"That was the last weekend Bee and Giles ever spent at Manderley,' said Maxim.
'I never asked them alone again.
They came officially, to garden parties, and dances.
Bee never said a word to me or I to her.
But I think she guessed my life, I think she knew.
Even as Frank did.
Rebecca grew cunning again.
Her behaviour was faultless, outwardly.
But if I happened to be away when she was here at Manderley I could never be certain what might happen.
There had been Frank, and Giles.
She might get hold of one of the workmen on the estate, someone from Kerrith, anyone… And then the bomb would have to fall.
The gossip, the publicity I dreaded.'
It seemed to me I stood again by the cottage in the woods, and I heard the drip-drip of the rain upon the roof.
I saw the dust on the model ships, the rat holes on the divan.
I saw Ben with his poor staring idiot's eyes.
'You'll not put me to the asylum, will you?'
And I thought of the dark steep path through the woods, and how, if a woman stood there behind the trees, her evening dress would rustle in the thin night breeze.
'She had a cousin,' said Maxim slowly, 'a fellow who had been abroad, and was living in England again.
He took to coming here, if ever I was away.
Frank used to see him.
A fellow called Jack Favell.'
'I know him,' I said; 'he came here the day you went to London.'
'You saw him too?' said Maxim.
'Why didn't you tell me?
I heard it from Frank, who saw his car turn in at the lodge gates.'
'I did not like to,' I said,
'I thought it would remind you of Rebecca.'
'Remind me?' whispered Maxim.
'Oh, God, as if I needed reminding.'
He stared in front of him, breaking off from his story, and I wondered if he was thinking, as I was, of that flooded cabin beneath the waters in the bay.
'She used to have this fellow Favell down to the cottage,' said Maxim, 'she would tell the servants she was going to sail, and would not be back before the morning.
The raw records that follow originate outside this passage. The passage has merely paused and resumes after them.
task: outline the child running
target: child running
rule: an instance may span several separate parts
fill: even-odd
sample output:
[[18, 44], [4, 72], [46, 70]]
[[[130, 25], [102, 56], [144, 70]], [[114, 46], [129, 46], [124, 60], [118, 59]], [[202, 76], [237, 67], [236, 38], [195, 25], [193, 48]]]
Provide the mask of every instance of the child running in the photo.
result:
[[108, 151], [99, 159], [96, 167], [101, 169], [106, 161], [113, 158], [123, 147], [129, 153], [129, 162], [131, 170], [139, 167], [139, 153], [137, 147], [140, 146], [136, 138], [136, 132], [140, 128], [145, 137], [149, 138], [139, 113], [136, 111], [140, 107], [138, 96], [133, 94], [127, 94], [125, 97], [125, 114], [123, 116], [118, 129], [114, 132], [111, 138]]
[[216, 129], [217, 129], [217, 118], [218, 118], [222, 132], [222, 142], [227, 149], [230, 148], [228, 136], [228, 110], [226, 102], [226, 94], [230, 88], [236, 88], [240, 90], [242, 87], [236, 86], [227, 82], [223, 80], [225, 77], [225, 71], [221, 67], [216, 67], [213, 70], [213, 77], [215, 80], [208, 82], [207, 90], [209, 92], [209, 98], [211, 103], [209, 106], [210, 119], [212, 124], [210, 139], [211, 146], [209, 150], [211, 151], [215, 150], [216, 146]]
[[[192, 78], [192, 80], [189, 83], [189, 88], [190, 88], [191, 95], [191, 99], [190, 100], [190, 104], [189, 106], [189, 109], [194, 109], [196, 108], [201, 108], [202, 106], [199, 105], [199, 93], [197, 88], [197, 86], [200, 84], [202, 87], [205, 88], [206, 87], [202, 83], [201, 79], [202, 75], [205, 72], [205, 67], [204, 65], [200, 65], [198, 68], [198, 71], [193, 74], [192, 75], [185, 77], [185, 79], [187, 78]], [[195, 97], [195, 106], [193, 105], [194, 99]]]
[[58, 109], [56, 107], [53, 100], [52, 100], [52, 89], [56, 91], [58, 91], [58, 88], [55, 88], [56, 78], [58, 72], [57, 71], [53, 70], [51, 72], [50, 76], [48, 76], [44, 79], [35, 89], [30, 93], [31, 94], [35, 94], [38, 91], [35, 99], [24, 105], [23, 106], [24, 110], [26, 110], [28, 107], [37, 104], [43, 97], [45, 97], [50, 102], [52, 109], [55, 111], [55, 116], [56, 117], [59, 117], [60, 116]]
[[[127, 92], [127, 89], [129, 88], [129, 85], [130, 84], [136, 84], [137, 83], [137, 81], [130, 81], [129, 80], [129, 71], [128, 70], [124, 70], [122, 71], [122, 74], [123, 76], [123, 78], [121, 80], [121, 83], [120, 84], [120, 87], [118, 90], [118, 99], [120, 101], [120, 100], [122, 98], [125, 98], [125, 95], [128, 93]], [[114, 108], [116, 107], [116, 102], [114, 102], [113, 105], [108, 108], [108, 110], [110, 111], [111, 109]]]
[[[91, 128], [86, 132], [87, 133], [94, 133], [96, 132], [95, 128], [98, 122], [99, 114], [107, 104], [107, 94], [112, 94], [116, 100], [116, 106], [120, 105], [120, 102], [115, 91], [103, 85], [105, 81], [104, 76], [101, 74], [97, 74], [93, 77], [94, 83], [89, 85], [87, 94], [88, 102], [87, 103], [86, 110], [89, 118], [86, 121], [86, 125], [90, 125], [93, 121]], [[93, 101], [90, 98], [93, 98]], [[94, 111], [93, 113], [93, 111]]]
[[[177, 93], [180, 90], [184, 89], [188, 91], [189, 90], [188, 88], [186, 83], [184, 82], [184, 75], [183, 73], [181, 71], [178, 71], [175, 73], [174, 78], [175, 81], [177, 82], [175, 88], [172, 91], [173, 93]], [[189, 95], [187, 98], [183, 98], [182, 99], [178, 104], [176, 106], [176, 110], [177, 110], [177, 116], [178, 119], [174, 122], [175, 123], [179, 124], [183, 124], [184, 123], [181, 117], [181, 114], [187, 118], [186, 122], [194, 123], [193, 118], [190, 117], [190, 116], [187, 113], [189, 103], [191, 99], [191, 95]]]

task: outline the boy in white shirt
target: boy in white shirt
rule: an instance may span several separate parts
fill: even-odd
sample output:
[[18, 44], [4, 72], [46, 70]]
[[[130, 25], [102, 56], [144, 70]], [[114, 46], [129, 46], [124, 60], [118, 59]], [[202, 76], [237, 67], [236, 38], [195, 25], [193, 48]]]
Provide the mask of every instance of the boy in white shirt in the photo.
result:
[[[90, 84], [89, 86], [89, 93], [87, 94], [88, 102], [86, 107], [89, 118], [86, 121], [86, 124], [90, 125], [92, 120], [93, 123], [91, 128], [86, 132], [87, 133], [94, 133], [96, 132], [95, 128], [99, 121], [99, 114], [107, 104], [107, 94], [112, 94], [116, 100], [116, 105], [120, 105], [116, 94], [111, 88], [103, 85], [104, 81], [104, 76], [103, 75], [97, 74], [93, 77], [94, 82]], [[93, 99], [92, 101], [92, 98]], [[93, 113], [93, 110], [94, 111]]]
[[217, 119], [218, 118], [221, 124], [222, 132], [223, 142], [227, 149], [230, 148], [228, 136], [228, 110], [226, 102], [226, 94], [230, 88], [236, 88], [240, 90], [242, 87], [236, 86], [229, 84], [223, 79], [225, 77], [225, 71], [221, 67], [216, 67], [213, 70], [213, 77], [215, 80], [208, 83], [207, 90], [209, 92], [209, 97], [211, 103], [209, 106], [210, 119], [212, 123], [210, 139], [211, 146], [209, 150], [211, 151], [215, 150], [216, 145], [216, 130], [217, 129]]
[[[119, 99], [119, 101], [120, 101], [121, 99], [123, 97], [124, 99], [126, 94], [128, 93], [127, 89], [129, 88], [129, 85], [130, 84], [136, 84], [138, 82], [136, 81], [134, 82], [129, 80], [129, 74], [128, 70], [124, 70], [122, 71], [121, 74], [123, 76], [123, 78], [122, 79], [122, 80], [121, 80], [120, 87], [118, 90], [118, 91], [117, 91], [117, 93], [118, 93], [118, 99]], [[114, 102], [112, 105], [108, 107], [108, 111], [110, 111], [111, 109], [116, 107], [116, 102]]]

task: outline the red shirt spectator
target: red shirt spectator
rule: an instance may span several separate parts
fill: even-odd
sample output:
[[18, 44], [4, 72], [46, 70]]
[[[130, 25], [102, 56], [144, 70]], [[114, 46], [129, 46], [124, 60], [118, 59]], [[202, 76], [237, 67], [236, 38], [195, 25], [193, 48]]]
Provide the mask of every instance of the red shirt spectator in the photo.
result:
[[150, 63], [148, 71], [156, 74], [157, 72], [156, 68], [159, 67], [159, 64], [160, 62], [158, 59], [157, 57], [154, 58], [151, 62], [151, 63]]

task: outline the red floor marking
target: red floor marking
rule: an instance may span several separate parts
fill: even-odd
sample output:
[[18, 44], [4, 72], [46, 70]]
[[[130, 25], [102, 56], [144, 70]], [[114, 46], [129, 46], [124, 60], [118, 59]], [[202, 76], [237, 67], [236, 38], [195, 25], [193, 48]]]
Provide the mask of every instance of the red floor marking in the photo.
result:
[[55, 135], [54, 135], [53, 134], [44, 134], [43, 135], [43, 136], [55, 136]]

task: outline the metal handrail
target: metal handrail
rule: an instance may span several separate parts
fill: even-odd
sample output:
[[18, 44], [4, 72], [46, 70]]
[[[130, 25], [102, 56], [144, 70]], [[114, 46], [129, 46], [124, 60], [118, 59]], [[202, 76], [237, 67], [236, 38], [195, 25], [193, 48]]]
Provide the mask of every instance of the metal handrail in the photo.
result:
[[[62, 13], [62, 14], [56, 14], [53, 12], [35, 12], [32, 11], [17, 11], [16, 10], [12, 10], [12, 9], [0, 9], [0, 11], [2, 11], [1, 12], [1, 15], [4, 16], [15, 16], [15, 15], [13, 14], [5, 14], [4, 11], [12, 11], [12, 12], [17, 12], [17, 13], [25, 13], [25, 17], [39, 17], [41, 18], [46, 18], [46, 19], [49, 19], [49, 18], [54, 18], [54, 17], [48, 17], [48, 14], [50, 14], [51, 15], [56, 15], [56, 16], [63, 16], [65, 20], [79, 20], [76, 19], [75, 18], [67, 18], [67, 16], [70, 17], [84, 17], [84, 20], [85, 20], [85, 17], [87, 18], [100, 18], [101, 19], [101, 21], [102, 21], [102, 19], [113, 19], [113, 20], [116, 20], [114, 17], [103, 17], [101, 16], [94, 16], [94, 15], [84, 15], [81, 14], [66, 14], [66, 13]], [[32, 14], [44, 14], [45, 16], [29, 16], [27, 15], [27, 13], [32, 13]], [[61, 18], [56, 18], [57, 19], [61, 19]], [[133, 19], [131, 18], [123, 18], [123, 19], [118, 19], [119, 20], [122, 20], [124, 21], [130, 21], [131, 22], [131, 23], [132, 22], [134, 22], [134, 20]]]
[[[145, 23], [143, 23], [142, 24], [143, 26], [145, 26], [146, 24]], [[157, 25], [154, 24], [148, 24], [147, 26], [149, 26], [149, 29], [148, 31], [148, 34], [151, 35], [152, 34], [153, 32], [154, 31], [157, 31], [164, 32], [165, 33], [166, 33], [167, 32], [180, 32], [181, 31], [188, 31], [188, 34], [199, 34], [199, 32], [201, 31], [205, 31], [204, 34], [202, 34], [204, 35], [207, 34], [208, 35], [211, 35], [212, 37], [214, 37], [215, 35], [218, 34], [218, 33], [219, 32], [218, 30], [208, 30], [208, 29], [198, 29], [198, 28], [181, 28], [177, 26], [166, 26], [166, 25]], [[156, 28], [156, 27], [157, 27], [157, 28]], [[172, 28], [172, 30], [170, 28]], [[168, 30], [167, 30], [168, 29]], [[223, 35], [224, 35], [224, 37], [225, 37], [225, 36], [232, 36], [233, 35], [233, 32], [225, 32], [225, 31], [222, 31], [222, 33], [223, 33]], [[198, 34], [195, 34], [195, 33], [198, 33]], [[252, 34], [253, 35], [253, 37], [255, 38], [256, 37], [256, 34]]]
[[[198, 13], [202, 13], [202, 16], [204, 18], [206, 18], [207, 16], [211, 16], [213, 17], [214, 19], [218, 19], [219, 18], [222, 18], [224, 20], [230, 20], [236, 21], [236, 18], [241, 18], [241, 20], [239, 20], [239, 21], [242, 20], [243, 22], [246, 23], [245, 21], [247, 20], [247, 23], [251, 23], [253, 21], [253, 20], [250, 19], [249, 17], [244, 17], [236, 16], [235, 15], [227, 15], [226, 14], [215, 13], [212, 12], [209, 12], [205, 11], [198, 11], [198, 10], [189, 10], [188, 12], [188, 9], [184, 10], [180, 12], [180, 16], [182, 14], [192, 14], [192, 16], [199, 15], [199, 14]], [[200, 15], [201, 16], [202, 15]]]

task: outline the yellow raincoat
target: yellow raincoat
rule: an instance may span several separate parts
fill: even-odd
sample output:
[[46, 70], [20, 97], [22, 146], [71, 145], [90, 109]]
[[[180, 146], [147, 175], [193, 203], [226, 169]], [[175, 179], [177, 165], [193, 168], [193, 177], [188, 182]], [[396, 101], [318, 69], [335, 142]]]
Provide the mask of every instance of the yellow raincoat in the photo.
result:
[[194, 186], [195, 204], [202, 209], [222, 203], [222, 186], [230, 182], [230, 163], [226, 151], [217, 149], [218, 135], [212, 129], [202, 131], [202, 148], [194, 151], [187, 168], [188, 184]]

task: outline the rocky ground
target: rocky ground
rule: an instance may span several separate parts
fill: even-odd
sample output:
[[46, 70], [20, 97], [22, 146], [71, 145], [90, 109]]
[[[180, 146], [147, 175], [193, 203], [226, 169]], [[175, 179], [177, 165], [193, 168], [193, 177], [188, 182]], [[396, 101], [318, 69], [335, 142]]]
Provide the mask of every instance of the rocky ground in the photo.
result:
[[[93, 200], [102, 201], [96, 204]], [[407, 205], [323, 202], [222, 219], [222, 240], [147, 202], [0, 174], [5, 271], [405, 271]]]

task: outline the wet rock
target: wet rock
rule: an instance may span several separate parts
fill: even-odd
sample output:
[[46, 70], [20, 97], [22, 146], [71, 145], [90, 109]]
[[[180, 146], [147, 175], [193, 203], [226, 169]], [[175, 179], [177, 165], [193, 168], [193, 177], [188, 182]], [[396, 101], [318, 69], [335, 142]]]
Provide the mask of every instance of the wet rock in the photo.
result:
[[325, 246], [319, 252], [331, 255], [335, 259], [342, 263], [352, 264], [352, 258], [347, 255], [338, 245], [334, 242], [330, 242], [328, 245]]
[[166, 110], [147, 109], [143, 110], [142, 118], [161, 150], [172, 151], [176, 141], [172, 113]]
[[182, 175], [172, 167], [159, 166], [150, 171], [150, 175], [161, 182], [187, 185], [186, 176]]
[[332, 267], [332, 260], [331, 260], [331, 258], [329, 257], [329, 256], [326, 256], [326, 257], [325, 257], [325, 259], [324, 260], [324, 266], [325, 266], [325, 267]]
Then she would spend the night down there with him.
Once again I warned her.
I said if I found him here, anywhere on the estate, I'd shoot him.
He had a black, filthy record… The very thought of him walking about the woods in Manderley, in places like the Happy Valley, made me mad.
I told her I would not stand for it.
She shrugged her shoulders.
She forgot to blaspheme.
And I noticed she was looking paler than usual, nervy, rather haggard.
I wondered then what the hell would happen to her when she began to look old, feel old. Things drifted on.
Nothing very much happened.
Then one day she went up to London, and came back again the same day, which she did not do as a rule.
I did not expect her.
I dined that night with Frank at his house, we had a lot of work on at the time.'
He was speaking now in short, jerky sentences.
I had his hands very tightly between my two hands.
'I came back after dinner, about half past ten, and I saw her scarf and gloves lying on a chair in the hall.
I wondered what the devil she had come back for.
I went into the morning-room, but she was not there.
I guessed she had gone off there then, down to the cove.
And I knew then I could not stand this life of lies and filth and deceit any longer.